Wednesday, February 3, 2010

Taking control over legacy code


The problem

Some years ago I faced a situation where a company's main public webapplication ran on a legacy mainframe (OS/390) webserver. It was written in REXX.

The developers had to do the actual coding in a terminal window (3270).

If a developer wanted to code in a regular Text Editor (TextPad), he had to first download the sourcefile via FTP, edit it, then FTP the new version back up to the mainframe to test it. To compile the uploaded sourcefile he had to use a terminal window and navigate to the file (dataset), then disable and enable it to force a recompile of the file.

One other major problem with the FTP-solution was that different developers did overwrite each others changes when they uploaded their new files.

Since the source was not managed by any source control system, it was basically impossible to figure out who had change the code and why.

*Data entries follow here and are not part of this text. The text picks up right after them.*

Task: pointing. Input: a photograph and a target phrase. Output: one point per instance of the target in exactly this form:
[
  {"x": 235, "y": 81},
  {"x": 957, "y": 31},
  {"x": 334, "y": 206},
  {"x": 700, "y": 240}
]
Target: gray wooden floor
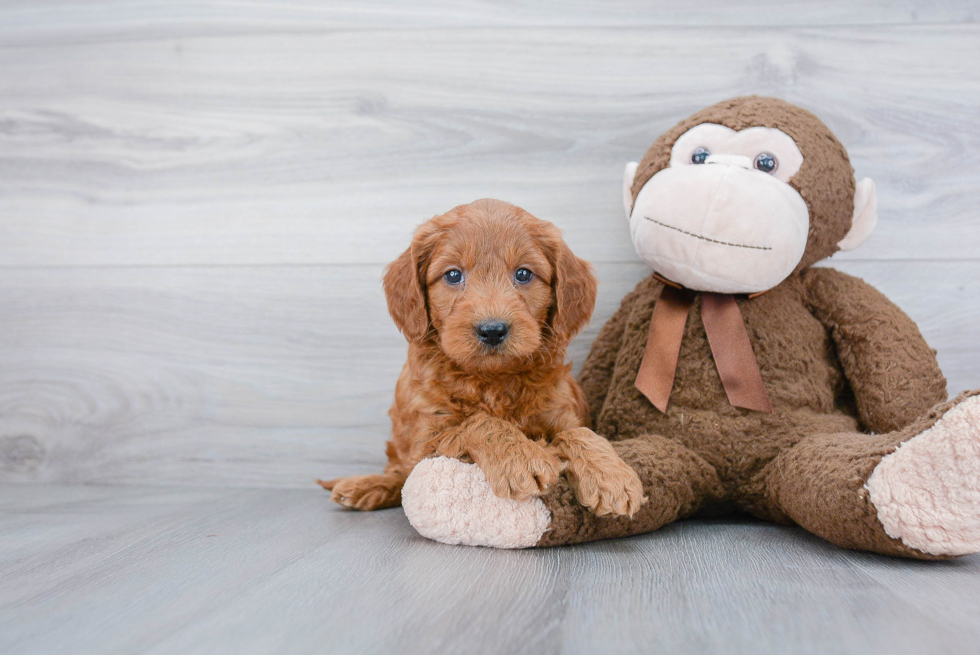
[
  {"x": 197, "y": 199},
  {"x": 104, "y": 570}
]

As you can see this was not an ideal situation.

The ideal solution

The ideal solution is for sure to rewrite the application from scratch with modern technology, but this was not an option for the Company. They felt that they had invested too much in the existing code and that it would take too long time to rewrite it. Not to mention that they would have been unable to create new stuff while porting the old stuff.

Taking control over the legacy code

Since it was not an option to rewrite the application we needed to make it as convenient as possible to work with it.

This is what I ended up doing:

We downloaded all the code and added it to SubVersion. Then we "defined" that that the version stored in SubVersion was the "master (correct) version" of the code, not the version stored on the mainframe.

Then I wrote a deployment tool in Java that automated the deployment-process.

Since we could not prevent other developers (in other teams) to directly edit the code on the mainframe we had to have a mechanism to prevent us from silently overwrite their code changes. This was a critical feature when selling the "idea" to my leader.

To detect this the deployment tool automatically added some metadata to the sourcefile when uploading it to the mainframe. This metadata contained a hash-value (crc, fingerprint) representing the exact state of the sourcecode when uploaded. This made it possible to validate the existing mainframe version of the file before overwriting it with new versions.

The metadata was generated inside a comment (/* metadata */) since the altered source file still needed to compile.

The deployment tool could also be used to compile the source remote on the mainframe. This was done by using a linux component called s3270 which lets you script the terminal session. Since we needed to run the deployment tool on windows, the deployment tool ran s3270 using cygwin.

Since the upload- and compileprocess was slow, we wanted to prevent us from uploading and compiling unchanged files.

To fix this we also included subversion url- and revision-info in the metadata. This made it possible to resolve which files had changed and only upload- and compile those.

Conclution

By taking control over the source (adding it to SubVersion) and automating the deploy- and compile-process we ended up with an much better development environment.

This ended up only being the first step away from the mainframe. Today this old application still lives, only that it runs inside an Emulator running in Tomcat on a Windows Server.

I hope this blog post inspires someone.